09-29-2017 09:49 PM
09-30-2017 01:15 AM
Simply
for one condition if(A==X)(true)else(false)
for more if(A==X)(true)else(if(B<K)(X1)(true)else(if......))
Ciao
09-30-2017 05:42 AM
Thank you for the fast answer, unfortunately I a totally beginner and I don't understand this coding quite well, I will try to explain it better, so I have a metal bar that has a length of 300, on this bar I want to add pockets as pattern feature and I start from the middle, now what I want is to control the pockets nr by lengthe value, if my length is <= to 300 I want 3 pockets, if length is >300 but <400 I want 4 pockets and if length is >then 400 and <then 500 I want 5 pockets, I hope you anderstand thank you
09-30-2017 12:55 PM
Model the bar, the pocket and the respectives copies.
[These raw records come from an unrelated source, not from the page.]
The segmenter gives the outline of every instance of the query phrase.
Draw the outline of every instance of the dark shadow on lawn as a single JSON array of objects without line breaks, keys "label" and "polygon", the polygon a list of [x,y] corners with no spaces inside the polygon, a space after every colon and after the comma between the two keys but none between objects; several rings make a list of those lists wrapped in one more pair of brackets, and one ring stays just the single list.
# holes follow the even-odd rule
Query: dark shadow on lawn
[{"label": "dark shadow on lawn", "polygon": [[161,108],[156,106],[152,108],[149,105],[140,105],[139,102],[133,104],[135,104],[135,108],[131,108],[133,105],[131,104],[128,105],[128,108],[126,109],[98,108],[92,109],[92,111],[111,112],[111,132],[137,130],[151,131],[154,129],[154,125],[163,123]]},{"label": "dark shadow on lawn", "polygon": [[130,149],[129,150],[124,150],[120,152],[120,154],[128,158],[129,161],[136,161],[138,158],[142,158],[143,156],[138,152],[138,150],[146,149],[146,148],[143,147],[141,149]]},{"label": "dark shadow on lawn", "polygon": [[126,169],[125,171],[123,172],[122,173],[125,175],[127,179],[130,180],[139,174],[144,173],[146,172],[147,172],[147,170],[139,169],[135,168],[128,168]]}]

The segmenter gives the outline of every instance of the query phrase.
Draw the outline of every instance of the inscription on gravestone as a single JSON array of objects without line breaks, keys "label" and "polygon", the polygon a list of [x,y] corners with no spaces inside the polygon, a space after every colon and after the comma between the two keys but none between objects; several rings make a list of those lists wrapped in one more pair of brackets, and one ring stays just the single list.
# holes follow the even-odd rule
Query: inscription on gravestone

Suppose p1 is the bar lenght and p2 the number of features copies, you can see this in the expression (ctrl+E).
Then set p2 if(p1<=300)(3)else(if(p1<=400)(4)else(if(p1<=500)(5)else(5)))
(I hope the number of parentheses is correct ;-) )
Ciao
09-30-2017 02:10 PM
You could also use a List expressions, particularly if the number of options grows past three or four.
10-02-2017 07:51 AM - edited 10-02-2017 08:13 AM
if(bar_length<400)(3)else(floor(bar_length/100))
The expression above will return 3 if the length is less than 400; otherwise it will return 1 for each 100 units of length.